I've been in bed, sick with the flu, for 6 days straight now. Six Freaking Days! Who's got time for that? If I'd been in bed, writing for 6 days that would have been fun-- I'm currently working on the second Petronella book, set up at Flathead Lake in Northwest Montana & there' water dragons and Pegasuses in it. But NOOOOOO, instead I've got the darn flu, with the sore throat and head ache and chills and fever and . . .you get the idea. I've re-read all the Harry Potter books but the last (which I'll read tomorrow) and watched three seasons of Once Upon a Time (damn you Evil Queen!).
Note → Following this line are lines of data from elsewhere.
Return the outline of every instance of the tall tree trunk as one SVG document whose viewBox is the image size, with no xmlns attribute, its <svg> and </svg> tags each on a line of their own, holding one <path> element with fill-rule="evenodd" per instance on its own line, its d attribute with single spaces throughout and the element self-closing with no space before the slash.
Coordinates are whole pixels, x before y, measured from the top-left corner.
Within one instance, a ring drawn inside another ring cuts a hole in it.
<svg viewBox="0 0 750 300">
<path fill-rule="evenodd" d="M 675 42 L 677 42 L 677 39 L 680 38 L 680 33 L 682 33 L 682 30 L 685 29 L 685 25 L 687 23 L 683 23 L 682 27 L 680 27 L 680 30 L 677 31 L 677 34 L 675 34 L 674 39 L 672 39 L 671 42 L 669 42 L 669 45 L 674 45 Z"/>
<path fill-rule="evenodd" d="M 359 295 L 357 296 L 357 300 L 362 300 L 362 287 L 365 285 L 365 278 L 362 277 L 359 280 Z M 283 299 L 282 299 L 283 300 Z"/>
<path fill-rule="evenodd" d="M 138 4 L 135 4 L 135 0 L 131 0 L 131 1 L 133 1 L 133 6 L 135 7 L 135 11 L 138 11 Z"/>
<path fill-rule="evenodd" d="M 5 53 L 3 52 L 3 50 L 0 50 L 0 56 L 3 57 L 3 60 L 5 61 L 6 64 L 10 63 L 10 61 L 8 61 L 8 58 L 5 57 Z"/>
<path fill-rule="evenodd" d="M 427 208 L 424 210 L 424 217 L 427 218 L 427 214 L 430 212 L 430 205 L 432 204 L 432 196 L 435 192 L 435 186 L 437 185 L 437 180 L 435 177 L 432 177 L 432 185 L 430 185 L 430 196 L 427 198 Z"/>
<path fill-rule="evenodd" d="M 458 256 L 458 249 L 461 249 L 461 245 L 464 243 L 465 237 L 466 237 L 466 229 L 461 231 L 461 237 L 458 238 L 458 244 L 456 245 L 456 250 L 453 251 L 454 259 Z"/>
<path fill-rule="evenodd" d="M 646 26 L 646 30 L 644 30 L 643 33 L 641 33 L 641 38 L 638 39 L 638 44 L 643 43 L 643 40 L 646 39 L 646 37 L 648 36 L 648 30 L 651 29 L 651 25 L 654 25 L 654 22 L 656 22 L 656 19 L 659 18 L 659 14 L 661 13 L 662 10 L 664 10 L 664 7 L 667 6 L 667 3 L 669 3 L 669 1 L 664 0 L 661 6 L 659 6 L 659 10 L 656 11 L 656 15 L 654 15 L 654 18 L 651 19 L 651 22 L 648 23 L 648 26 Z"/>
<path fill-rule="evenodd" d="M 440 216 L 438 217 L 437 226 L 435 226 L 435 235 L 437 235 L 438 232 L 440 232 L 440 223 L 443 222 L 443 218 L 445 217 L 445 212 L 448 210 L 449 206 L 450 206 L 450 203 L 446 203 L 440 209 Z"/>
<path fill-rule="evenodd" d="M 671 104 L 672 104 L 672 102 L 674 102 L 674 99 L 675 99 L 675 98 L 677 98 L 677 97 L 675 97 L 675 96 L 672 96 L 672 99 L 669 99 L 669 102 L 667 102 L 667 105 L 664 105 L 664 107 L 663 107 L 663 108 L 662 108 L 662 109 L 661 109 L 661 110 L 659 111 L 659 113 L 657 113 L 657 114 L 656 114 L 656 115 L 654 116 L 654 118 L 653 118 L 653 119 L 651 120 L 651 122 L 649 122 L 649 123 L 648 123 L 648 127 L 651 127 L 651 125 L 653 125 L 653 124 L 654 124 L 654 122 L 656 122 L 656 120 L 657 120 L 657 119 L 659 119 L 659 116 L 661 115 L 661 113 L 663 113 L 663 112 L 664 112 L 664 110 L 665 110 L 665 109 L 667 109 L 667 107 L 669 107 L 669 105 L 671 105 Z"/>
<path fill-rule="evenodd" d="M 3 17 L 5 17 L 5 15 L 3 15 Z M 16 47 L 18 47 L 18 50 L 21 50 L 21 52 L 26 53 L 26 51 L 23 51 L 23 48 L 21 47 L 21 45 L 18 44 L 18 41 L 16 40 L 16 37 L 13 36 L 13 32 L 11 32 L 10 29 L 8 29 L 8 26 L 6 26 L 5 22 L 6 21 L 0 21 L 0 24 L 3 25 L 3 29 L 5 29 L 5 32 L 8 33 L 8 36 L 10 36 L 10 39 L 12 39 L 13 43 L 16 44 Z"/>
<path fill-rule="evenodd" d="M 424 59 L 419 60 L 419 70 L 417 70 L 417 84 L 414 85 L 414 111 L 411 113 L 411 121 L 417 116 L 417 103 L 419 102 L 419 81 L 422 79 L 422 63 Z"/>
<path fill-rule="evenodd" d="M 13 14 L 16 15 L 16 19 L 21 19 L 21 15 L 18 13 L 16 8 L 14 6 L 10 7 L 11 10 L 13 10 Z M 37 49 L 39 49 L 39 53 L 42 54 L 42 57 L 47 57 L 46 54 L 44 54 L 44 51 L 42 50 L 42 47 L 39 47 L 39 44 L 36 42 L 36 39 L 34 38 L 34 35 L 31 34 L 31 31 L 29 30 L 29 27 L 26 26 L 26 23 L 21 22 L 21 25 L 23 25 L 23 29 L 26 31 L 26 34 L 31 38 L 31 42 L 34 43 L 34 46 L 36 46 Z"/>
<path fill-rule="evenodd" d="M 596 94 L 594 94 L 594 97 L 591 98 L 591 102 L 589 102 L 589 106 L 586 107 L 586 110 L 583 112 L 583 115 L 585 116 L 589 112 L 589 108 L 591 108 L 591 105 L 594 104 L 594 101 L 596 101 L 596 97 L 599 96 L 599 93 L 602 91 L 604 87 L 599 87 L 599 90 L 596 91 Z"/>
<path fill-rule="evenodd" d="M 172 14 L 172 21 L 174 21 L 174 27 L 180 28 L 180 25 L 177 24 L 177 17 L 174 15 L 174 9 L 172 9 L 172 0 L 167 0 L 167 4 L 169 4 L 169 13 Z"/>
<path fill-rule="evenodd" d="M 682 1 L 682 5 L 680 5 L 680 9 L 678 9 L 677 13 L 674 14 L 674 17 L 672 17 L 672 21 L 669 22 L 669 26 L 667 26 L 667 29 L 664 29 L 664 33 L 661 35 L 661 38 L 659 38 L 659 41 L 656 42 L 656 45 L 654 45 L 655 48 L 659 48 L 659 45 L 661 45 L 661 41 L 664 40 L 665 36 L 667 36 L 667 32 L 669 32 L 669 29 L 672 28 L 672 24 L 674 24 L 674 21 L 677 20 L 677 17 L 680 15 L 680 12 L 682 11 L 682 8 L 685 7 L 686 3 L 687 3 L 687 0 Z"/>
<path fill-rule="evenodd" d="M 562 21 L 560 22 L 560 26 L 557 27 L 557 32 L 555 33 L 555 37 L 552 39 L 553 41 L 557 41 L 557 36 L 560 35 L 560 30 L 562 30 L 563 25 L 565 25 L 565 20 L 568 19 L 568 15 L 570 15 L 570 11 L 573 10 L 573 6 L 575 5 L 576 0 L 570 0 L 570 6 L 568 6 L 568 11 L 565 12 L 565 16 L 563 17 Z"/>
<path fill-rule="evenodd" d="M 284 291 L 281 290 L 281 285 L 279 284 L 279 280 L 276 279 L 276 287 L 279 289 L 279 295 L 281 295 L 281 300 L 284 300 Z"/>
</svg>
So, what's my point? Fair question. I was checking Amazon for Season 5 of Once Upon a Time and, as always happens when I log into Amazon, my author page came up. And today that page gave me a surprise. I've got another book coming out. Who knew?
Well, I did. I guess. I told you, I've been pretty sick This is a novel I wrote for the Mentoris Project via Barbara Foundation Publishing. The project's founder, an Italian-American, was sick and tired of Italians and Italian Americans always being represented in Television and movies as thugs and mafia dudes. So he created this foundation and publishing company to promote books of notable Italian-Americans. Which is pretty cool when you consider that Italian Americans, like MANY other immigrant groups, have long been discriminated against (make your own leap to current events NOW). If you're interested, the web site for the project, with all its books and authors (incluce Me!) is: https://www.mentorisproject.org/author-bios-1/
So I got to write about Louis Palma di Cesnola, a guy I'd NEVER heard of when I agreed to write him. Turns out he was pretty cool.In his teens he fought in the First War of Italian Independence, in his twenties he fought in the Crimean War and in his thirties he fought in the American Civil War, where he was a Colonel in the cavalry. Horses and swords dudes! Midway through the war he was captured and spent ten months in the Libby Prison, a now infamous Confederate prison in Richmond. The guy ended up the first director of the New York Metropolitan Museum of Art, which is also a pretty cool deal. It was a fun book to write and the best thing about it was that the publishing company liked it so much they offered me another book deal. This summer I'll be writing about Angela Bambace, a union organizer that made a huge difference in textile worker's lives in the mid-20th century.
You can see the Cesnola cover at Amazon, or at my the home page of my web page. If you buy the book and read it I'd appreciate it if you left a review. Getting Reviews turn out to be the hardest thing about writing.
Thanks for reading this. I appreciate your time. And if you've had the flu . . . isn't it awful? Egad!